The creators of USB Armory also created TamaGo, instead of using Rust, exactly for the same reasons, to prove a point.

https://github.com/usbarmory/tamago

https://reversec.com/usb-armory/

Because in IT, seeing is believing.



It's also a good way to learn about UEFI for people most familiar with go.


Quite apart from that, an EFI shell that's less awful than the standard UEFI one is an interesting project in its own right...


I've been idly following this stuff on & off for years, but I never saw proving a point "instead of using Rust" as one of the motivations of the project. Was that ever stated anywhere?


Yes,

> Languages like Rust have already proven they role in bare metal world, Go on the other hand needs to … and it really can!
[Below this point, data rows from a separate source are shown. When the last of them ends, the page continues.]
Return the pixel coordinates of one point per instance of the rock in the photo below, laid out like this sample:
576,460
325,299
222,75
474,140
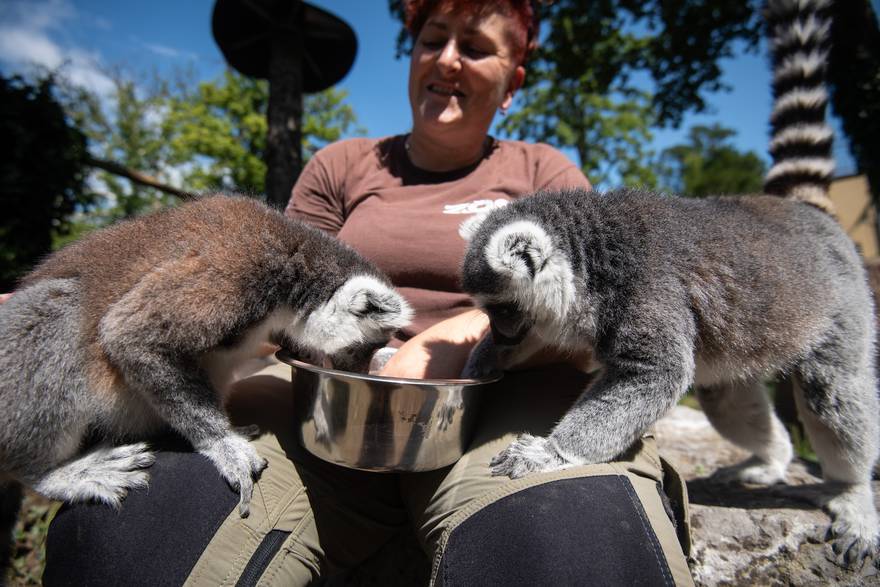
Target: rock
748,535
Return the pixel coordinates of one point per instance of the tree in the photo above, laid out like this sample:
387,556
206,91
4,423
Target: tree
608,70
708,164
41,175
854,74
150,137
218,132
125,139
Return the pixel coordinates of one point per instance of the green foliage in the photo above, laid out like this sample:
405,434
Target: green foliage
197,136
607,71
218,132
29,556
708,164
124,129
41,175
854,74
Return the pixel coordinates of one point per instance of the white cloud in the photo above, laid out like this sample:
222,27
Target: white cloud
27,39
162,50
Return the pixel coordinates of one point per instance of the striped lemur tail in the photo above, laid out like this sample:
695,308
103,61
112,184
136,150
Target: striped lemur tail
798,33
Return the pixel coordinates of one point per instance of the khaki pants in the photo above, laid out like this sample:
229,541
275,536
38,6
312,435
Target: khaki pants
327,517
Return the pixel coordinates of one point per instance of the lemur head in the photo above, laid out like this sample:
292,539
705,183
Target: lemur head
518,275
360,317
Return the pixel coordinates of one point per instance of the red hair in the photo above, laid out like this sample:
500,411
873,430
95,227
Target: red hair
525,33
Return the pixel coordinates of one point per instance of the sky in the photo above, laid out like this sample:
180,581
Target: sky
92,37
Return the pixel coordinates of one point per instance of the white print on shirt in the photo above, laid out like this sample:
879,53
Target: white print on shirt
475,207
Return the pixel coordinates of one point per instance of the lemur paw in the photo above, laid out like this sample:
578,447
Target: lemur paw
854,533
526,455
238,463
752,470
106,474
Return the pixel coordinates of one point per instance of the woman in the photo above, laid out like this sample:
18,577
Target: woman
399,201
From https://fiif.fi/wp-content/uploads/sites/9/2021/06/TamaGo.pd...


That's a shame, I was hoping it would be so I could boot thousands of kernels in parallel at once


No amount of proven points will give Go null safety, though.


Yet the whole Docker, Kubernetes, CNCF ecosystem is powered by Go, doesn't seem to have been hindered by lack of null safety.

Same applies to GCP, AWS and Azure, powered mostly by Java, C# and C++.

People should stop being so obsessed with one specific language feature, when there is so much C and C++ code being produced every day.


And Linux kernel is written in C etc, so by this logic you don't even need memory safety. There is no good excuse for designing a language in modern times (this century) with every object nullable by default. C# at least mostly has solved this design mistake later by introducing nullable reference types (https://learn.microsoft.com/en-us/dotnet/csharp/nullable-ref...). Then again, Go designers insisted that generics were also unnecessary, until they changed their mind.


On the contrary, because there we have 40 years of security exploits to prove otherwise, and Linux kernel has plenty of CVEs.

C# solution doesn't work, most projects never adopted it, because it is a mess to use with third party libraries that never bothered to add the required annotations, hence why it is still a warning and optional to this day.


I’m not sure which .NET libraries you are referring to, but all the ones we use have nullable reference types enabled. If you configure warnings as errors (as you should), then it works exceptionally well. Even if you were to use a library where nullable reference types are not enabled, you only need to check for null once during the library call, rather than everywhere in your codebase.


What? NRTs are used everywhere with WarningAsErrors:nullable also gaining popularity. Whatever environment you are dealing with C# in, if it’s the opposite I suggest getting away from that ASAP.


sidenote: just a heads up that I tried emailing you recently to let you know that you might want to contact the HN mods to find out why all your comments get set to dead/hidden automatically.

Your account might have triggered some flag sometime back and relies on users vouching for your comments so they can become visible again.



ah thank you for the context


I saw the email, and thanks. This is okay - I did not exercise (nor anyone should) good impulse control when dealing with bad faith arguments, which inevitably led to an account ban. Either way, Merry Christas!


If one can't write safe C code, then maybe stick to web development and leave the bootloaders and UEFI stuff to people who can.

Training wheels are merely a race to the bottom for barely-literate programmers.


The number of memory safety CVEs written in C by people who ostensibly 'didn't need training wheels' point strongly to the antithesis of your argument.

And I say that as someone who's been a kernel engineer for 20 years.


Nah, people ignore on purpose that C creators are the first to acknowledge C's flaws, hence why Alef, Limbo and Go were created by them, and Plan 9/Inferno as improvements on UNIX.

Too many focus on where the journey started instead of where it ended.


There are only people who think they can write safe C code and those who know they can’t.


Including the language authors, let that sink in.


Yeah, it’s very much like the meme showing the bell curve with the novice and the wizard/expert both saying “I can’t write safe C code” and the guy in the middle bragging that he can.